Ein weiterer Vektor, auf dem die Machtpotenziale gen Osten und Süden wandern, ist die technologische Inno­vation. Westlichen Unternehmen und staatlichen Organisa­tionen fällt es immer schwerer, die globale technologische Führungsrolle zu verteidigen. Durch teils von sprudelnden staatlichen Fonds gestützte Innovations­ und Bildungs­offensiven in China, Südkorea und anderen asiatischen Ländern sowie strategische Unternehmensübernahmen und Beteiligungen im Westen werden diese Länder bereits in wenigen Jahren nicht mehr als verlängerte Werkbank Europas und der USA zur Verfügung stehen.

Um auf diese Herausforderungen eine langfristig und strategisch angemessene Antwort zu finden, ist in Europa und den USA ein neues Verständnis von Globalisierung erforderlich. Denn nach wie vor sind der Export, der Roh­stoffeinkauf und die Verlagerung von wenig wertschöpfen­den Teilen der Supply Chain die dominierenden Kanäle, über die wir die Welt erschließen. Die großen Zukunfts­märkte verlangen einen anderen Umgang. Sie erfordern konsequente Lokalisierung, die Verlagerung von Intelligenz und Entscheidungsmacht und den Blick auf die Innovations­potenziale dieser Regionen. Und nicht zuletzt gilt es durch intensive Zusammenarbeit und starke Präsenz vor Ort, die Versorgungssicherheit der an Rohstoffen armen europäi­schen Volkswirtschaften zu gewährleisten.

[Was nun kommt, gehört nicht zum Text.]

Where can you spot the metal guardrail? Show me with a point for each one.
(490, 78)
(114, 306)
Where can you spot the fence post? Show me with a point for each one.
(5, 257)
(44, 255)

Die damit einhergehende engere Vernetzung und Integra­tion globaler Wertschöpfungsketten erfordert nicht nur strategisches Geschick, prozessuales Know­how und kulturelle Expertise. Vielmehr müssen auch die etablierten Strategien und Instrumente im Finanz­ und Risikomanage­ment tiefgreifend überdacht werden. Aus dieser Perspek­tive betrachtet gewinnt Sourcing Governance eine Bedeu­tung, die weit über das wirtschaftliche Geschick einzelner Unternehmen und selbst Branchen hinausreicht. Sie wird damit zu einem der Pfeiler für die Welt, in der wir 2030 leben werden.